Issue about backpropagation #26

jiawei357 · 2016-01-25T00:18:47Z

Hi, is there any specific reason that you did the back propagation one layer at a time?

fzliu · 2016-01-27T19:17:31Z

Since we can't write custom GPU layers in Caffe using Python, the only way to compute losses and gradients at certain layers is to grab the activations and compute them using numpy. If you'd like faster backprop, you can try the gram-layer branch, which does the full forward & backward pass on the GPU, but requires an extra Caffe layer written in C++.

hermitman · 2016-03-04T02:43:44Z

I have a question that may just be due to my lack of programming knowledge.

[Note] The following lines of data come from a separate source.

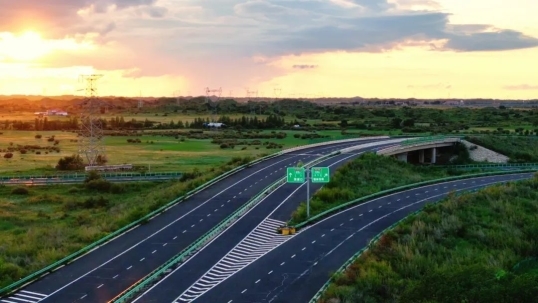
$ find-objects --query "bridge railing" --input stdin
[294,169,537,229]
[0,137,388,297]
[377,136,461,155]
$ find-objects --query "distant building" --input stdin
[47,109,69,117]
[204,122,226,128]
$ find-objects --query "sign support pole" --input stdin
[306,169,310,219]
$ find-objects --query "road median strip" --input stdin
[309,170,535,303]
[293,169,537,230]
[108,151,340,303]
[0,136,376,297]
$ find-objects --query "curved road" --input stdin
[136,173,533,303]
[130,142,400,303]
[0,139,387,303]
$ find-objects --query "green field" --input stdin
[0,158,249,288]
[0,131,354,175]
[290,153,469,224]
[320,175,538,303]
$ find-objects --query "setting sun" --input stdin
[0,31,91,61]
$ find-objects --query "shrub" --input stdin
[11,187,30,195]
[56,155,84,170]
[86,179,112,192]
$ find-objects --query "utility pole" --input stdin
[78,75,105,166]
[205,87,222,122]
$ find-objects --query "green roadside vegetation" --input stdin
[0,157,251,288]
[289,149,472,225]
[465,135,538,163]
[319,175,538,303]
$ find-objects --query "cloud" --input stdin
[504,84,538,90]
[292,64,318,69]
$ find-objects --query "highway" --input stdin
[130,143,400,302]
[135,173,532,303]
[0,139,386,303]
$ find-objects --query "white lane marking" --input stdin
[133,184,294,303]
[175,218,293,302]
[318,182,520,257]
[38,154,306,296]
[133,142,400,302]
[0,290,48,303]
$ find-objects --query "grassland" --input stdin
[320,175,538,303]
[0,131,352,175]
[466,136,538,163]
[291,153,468,224]
[0,158,248,288]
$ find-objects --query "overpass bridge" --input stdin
[377,136,461,164]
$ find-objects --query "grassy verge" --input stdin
[0,129,352,176]
[466,136,538,163]
[290,153,460,224]
[321,175,538,303]
[0,158,249,288]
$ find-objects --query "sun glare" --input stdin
[0,31,92,61]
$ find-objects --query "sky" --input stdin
[0,0,538,99]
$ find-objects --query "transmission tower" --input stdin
[246,88,258,115]
[205,87,222,122]
[273,88,282,113]
[174,90,181,106]
[78,75,106,166]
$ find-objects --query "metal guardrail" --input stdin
[0,137,376,297]
[108,151,340,303]
[435,163,538,170]
[309,185,486,303]
[0,172,183,184]
[294,169,537,230]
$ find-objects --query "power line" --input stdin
[78,75,106,166]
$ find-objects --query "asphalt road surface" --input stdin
[136,173,532,303]
[0,139,387,303]
[135,143,400,303]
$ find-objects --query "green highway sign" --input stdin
[310,167,330,183]
[286,167,306,183]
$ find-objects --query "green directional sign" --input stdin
[286,167,306,183]
[310,167,330,183]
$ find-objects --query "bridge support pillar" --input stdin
[431,147,437,164]
[396,153,407,163]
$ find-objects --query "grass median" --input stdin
[320,175,538,303]
[290,153,470,225]
[0,157,251,288]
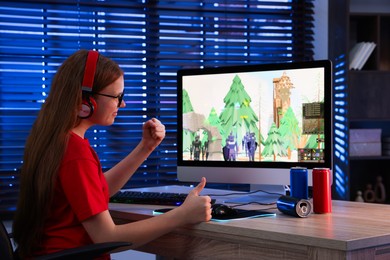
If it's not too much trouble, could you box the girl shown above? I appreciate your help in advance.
[13,50,211,258]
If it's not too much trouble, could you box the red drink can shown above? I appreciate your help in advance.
[312,168,332,213]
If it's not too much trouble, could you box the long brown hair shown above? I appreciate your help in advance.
[13,50,123,258]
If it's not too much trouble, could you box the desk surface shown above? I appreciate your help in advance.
[110,186,390,258]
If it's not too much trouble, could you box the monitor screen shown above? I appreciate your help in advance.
[177,60,332,188]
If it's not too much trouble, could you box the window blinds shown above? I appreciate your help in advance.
[0,0,314,215]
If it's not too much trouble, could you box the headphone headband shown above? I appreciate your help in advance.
[81,50,99,92]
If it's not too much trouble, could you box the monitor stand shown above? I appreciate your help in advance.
[225,184,286,204]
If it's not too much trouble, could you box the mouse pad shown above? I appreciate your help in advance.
[153,208,276,221]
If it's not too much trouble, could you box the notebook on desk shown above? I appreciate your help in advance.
[153,208,276,222]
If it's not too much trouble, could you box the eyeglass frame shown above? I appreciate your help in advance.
[91,90,125,107]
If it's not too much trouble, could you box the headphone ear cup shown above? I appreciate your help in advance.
[79,97,97,119]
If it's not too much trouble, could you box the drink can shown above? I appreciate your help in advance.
[290,167,309,199]
[313,168,332,213]
[276,195,312,218]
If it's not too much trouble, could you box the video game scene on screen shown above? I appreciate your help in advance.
[182,68,325,162]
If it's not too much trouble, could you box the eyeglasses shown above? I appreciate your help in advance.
[92,91,125,107]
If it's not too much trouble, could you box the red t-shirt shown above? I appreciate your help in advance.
[36,133,109,259]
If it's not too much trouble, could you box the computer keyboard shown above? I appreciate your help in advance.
[110,191,188,206]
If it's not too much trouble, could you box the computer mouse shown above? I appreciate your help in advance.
[211,203,238,218]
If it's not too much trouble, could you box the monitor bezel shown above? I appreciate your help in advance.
[177,60,333,184]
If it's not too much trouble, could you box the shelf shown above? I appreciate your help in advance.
[349,156,390,161]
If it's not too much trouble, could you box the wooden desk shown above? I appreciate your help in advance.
[110,192,390,260]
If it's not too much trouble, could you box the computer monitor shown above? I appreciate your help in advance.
[177,60,332,191]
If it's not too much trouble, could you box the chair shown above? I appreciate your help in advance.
[0,221,131,260]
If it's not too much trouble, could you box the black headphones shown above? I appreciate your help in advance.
[79,50,99,119]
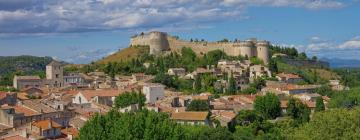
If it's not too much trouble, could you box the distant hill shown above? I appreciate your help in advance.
[321,58,360,68]
[0,55,53,75]
[97,46,149,64]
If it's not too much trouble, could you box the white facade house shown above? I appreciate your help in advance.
[142,84,165,104]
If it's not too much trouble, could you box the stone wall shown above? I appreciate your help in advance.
[130,32,269,64]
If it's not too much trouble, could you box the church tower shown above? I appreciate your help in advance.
[46,60,64,87]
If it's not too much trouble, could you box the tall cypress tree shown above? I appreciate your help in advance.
[226,73,237,95]
[315,97,325,112]
[194,75,201,93]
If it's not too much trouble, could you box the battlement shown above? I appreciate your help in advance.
[130,31,270,64]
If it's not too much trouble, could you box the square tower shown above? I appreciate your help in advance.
[46,61,64,87]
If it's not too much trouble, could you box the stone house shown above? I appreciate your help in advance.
[0,91,17,105]
[21,87,44,98]
[46,61,64,88]
[168,68,186,77]
[30,119,62,139]
[64,73,93,88]
[0,100,74,127]
[276,73,303,84]
[170,112,210,125]
[250,65,271,81]
[142,83,165,104]
[72,90,122,106]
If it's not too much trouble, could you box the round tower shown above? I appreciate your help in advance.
[256,41,270,64]
[149,31,170,55]
[239,40,254,57]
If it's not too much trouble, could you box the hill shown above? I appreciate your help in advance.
[97,46,149,64]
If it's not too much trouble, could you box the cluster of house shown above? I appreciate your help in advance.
[0,60,341,139]
[168,60,271,90]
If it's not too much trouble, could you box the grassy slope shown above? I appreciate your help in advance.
[97,46,149,64]
[278,62,340,81]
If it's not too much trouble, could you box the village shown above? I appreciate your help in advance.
[0,55,344,140]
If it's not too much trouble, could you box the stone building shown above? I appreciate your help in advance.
[46,61,64,87]
[130,31,270,64]
[30,119,62,139]
[64,73,93,88]
[142,84,165,104]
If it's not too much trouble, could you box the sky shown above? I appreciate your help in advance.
[0,0,360,63]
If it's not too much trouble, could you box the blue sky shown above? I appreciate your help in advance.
[0,0,360,63]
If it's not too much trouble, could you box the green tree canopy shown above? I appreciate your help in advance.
[254,93,281,119]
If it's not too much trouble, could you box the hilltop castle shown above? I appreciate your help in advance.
[130,31,270,64]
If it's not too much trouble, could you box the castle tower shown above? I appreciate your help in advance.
[240,40,255,58]
[149,31,170,55]
[255,41,270,64]
[46,61,64,87]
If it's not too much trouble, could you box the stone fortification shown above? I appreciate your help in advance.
[130,31,270,64]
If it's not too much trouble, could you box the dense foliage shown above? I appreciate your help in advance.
[79,110,232,140]
[288,108,360,140]
[287,99,310,123]
[254,93,281,119]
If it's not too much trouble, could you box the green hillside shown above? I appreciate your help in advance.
[97,46,149,64]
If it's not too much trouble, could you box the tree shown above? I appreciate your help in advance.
[226,74,237,95]
[298,52,307,60]
[194,75,202,93]
[287,98,310,123]
[254,93,281,119]
[186,100,210,111]
[311,55,317,61]
[315,97,325,112]
[269,59,279,73]
[287,108,360,140]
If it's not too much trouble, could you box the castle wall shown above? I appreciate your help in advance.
[130,32,269,64]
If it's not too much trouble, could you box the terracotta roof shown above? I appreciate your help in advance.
[61,127,79,137]
[322,96,331,101]
[192,95,209,100]
[47,60,61,66]
[171,112,209,121]
[23,99,56,113]
[79,90,123,100]
[277,73,301,79]
[16,76,40,80]
[21,87,44,93]
[32,120,61,130]
[13,106,39,116]
[280,101,288,108]
[3,135,28,140]
[305,101,316,108]
[0,91,7,100]
[282,84,320,90]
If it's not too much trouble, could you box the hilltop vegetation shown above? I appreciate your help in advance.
[98,46,149,64]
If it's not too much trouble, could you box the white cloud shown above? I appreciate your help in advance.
[337,36,360,49]
[0,0,344,34]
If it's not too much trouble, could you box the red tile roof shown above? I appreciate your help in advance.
[32,120,61,130]
[171,112,209,121]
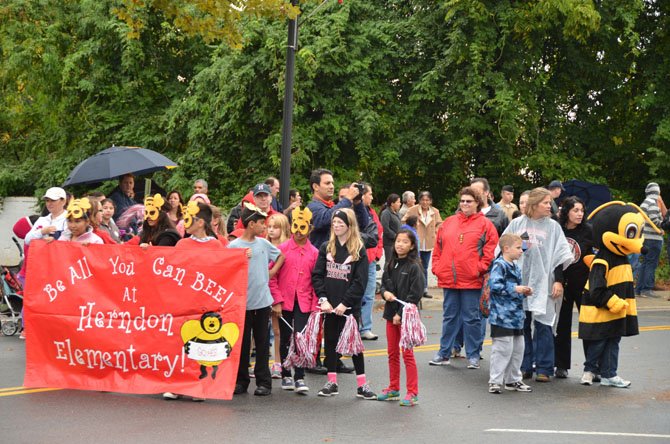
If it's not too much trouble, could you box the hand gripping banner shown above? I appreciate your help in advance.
[24,241,247,399]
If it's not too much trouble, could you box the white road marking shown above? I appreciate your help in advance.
[484,429,670,439]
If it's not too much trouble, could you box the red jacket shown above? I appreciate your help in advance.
[432,211,498,289]
[366,207,384,264]
[235,191,277,232]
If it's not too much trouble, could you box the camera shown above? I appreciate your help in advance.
[354,183,365,199]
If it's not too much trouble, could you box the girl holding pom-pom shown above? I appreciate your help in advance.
[312,208,377,399]
[377,229,425,407]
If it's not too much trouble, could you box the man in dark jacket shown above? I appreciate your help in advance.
[109,173,137,220]
[307,168,378,374]
[307,169,376,249]
[470,177,509,236]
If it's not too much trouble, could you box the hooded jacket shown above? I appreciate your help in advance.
[432,211,498,290]
[312,240,368,314]
[640,182,663,240]
[235,191,276,230]
[381,258,425,321]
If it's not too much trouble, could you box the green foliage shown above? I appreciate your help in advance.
[0,0,670,216]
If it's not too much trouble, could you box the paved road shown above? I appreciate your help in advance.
[0,291,670,443]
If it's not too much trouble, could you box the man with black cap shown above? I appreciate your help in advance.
[498,185,519,221]
[547,180,565,220]
[235,183,276,230]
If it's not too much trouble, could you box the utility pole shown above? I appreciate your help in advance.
[279,0,299,208]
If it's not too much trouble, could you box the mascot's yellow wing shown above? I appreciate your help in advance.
[221,322,240,347]
[181,319,202,344]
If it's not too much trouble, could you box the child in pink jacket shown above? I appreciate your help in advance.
[270,208,319,394]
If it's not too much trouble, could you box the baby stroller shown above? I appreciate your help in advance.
[0,267,23,336]
[0,237,23,336]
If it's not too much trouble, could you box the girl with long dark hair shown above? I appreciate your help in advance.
[377,229,424,406]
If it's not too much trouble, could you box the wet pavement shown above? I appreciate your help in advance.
[0,289,670,443]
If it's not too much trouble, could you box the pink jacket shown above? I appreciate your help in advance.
[270,238,319,313]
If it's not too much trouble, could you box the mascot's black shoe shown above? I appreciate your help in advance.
[336,359,354,373]
[254,386,272,396]
[305,365,328,375]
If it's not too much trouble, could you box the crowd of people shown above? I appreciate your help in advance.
[10,169,668,406]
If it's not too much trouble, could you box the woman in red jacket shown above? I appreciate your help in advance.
[430,187,498,369]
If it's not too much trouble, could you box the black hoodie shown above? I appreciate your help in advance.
[312,240,368,313]
[381,258,425,321]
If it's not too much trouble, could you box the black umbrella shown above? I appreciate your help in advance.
[558,179,612,217]
[63,146,177,187]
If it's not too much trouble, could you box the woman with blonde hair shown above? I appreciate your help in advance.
[312,208,377,399]
[402,191,442,299]
[496,188,574,382]
[209,205,228,247]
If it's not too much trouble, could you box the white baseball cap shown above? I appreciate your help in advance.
[42,187,67,200]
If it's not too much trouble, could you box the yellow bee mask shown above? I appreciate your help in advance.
[181,200,200,228]
[291,207,312,235]
[67,197,91,219]
[589,201,662,256]
[144,194,165,220]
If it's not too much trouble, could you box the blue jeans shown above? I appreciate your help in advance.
[635,239,663,294]
[584,337,621,378]
[438,288,482,361]
[419,251,433,290]
[360,261,377,333]
[521,311,554,376]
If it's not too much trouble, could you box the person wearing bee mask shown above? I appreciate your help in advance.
[127,194,181,248]
[58,197,103,245]
[270,207,319,394]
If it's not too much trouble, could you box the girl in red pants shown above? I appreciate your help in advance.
[384,229,425,407]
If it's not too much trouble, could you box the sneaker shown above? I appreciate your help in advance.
[281,376,294,390]
[318,381,340,397]
[640,290,659,298]
[361,330,379,341]
[254,385,272,396]
[377,388,400,401]
[505,381,533,392]
[600,376,630,388]
[468,359,479,370]
[428,353,449,365]
[356,384,377,400]
[535,373,551,382]
[556,368,568,379]
[296,379,309,394]
[400,393,419,407]
[579,372,595,385]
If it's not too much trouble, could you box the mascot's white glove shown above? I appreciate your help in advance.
[607,295,630,313]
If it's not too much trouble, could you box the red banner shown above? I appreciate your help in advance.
[24,241,247,399]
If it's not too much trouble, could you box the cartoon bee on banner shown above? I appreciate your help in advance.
[181,311,240,379]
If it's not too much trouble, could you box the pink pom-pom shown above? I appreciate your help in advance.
[283,312,321,369]
[400,304,426,350]
[335,315,365,356]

In line 191 and 198, the grad variable i updated with the computed gradient. However, the grad seems to have no influence on the net.backward() call, as it is not used to update the network. Finally, in line 205, grad is reset to the diff in the next layer, which discard the previous grad computation.

I am confused about this part of the code. Could you help me understand it? I am not very fluent with Python, and this might be the reason why I am lost in here.

Thanks,

jiawei357 · 2016-03-04T02:46:00Z

What he does is use it as some kind of pointer and so he can update the
gradient. And the updated gradient could be used for back propagation in
the next layer.

2016年3月3日星期四，hermitman [email protected] 写道：

I have a question that may just be due to my lack of programming knowledge.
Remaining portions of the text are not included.